Honorable Mentions

November 30, 2009

Dr. Michael Korpi, professor of film and digital media, was honored as a Fellow in the Society of Motion Picture and Television Engineers at the society's Annual Tech Conference & Expo in Hollywood. Korpi is a seasoned teacher, researcher and filmmaker with a wide range of expertise.
"This is beyond what I ever thought would happen," Korpi said. "I've worked with technology and production and innovations with the new HDTV and editing on computers, but most of the people in the organization have engineering degrees." 
"This is a very prestigious honor because it's given to you by peers in your field," said Dr. Corey Carbonara, professor of film and digital media who was made a Fellow in 2007. It is uncommon for Fellows to be named from universities, Carbonara said. Among the first people to be honored by the society on its honor roll was inventor Thomas Edison. 
Dr. James Garven, professor of finance and insurance, received the Excellence in Teaching award from the American Risk and Insurance Association (ARIA). He holds the Frank S. Groner Memorial Chair of Finance and also serves as Risk Management and Insurance Program director at the Hankamer School of Business. ARIA is the premier international academic association for research in risk management and insurance.
Garven integrates information technologies to provide his students access to course materials and research at their convenience. It also means he's highly accessible and responsive when students want to ask a question or discuss an issue with him outside of typical office hours.
"What sets Dr. Garven apart is his unique teaching methods and genuine care and concern for his students," said Katie Emler, BBA '09. 
Dr. Joe Fulton, professor of English, has been named the winner of the 2010 Jules and Frances Landry Award for Best Book on Southern studies for The Reconstruction of Mark Twain.
The book, a blend of biography, history and literary criticism, is a radical reappraisal of Twain and his evolving political allegiances, actions and writings during and after the Civil War. Fulton spent years traveling to sites where Twain lived and wrote. The book will be released in fall 2010 on the 100th anniversary of Twain's death.
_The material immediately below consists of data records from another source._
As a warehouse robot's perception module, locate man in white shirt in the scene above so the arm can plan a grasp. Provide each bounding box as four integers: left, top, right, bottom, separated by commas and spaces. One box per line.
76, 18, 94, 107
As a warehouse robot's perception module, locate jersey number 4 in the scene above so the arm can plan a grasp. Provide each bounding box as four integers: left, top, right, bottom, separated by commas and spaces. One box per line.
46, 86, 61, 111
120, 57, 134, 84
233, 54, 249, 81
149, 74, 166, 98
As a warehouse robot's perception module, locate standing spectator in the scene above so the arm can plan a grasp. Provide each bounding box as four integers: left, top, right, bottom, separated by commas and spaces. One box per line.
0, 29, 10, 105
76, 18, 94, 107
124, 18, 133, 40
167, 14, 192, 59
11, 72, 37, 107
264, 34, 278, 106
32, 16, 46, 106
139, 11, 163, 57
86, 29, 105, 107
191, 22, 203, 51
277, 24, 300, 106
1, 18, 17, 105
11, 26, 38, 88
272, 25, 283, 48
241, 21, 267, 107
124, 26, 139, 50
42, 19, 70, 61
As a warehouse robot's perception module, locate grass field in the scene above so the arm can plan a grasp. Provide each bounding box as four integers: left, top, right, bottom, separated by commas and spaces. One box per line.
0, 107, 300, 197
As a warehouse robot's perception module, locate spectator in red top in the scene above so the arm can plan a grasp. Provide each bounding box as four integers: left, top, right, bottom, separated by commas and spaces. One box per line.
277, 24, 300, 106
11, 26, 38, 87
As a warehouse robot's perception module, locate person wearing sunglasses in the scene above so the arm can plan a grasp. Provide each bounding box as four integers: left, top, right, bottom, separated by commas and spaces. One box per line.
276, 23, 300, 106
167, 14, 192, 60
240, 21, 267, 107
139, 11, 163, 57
"My first thought was that (author-historian) John Hope Franklin and (Pulitzer Prize-winning poet) Robert Penn Warren were Landry Award winners," Fulton said. "It took me awhile to believe that I had really won the award."
Dr. Paul Froese, associate professor of sociology, was awarded the 2009 Distinguished Book prize from the Society for Scientific Study of Religion for his book about religious repression in the Soviet Union.
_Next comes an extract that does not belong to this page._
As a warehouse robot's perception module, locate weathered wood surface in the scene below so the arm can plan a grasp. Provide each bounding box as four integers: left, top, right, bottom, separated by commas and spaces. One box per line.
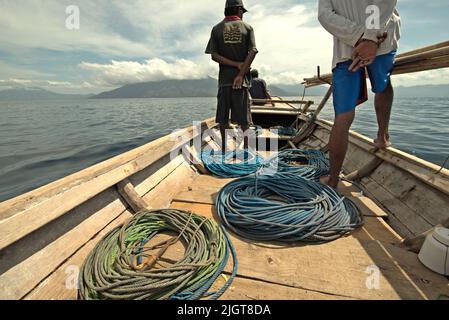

Froese received his award at the society's annual meeting in Denver. In The Plot to Kill God: Findings from the Soviet Experiment in Secularization (University of California Press), Froese examined religious faith during the most massive atheism campaign in history, which occurred after the 1917 Russian Revolution.
"I have also tried hard to make my book interesting and enjoyable to non-academics," he said. "Too often Americans decry secular threats to their religion, when in reality we live in a country where religion enjoys unparalleled freedoms."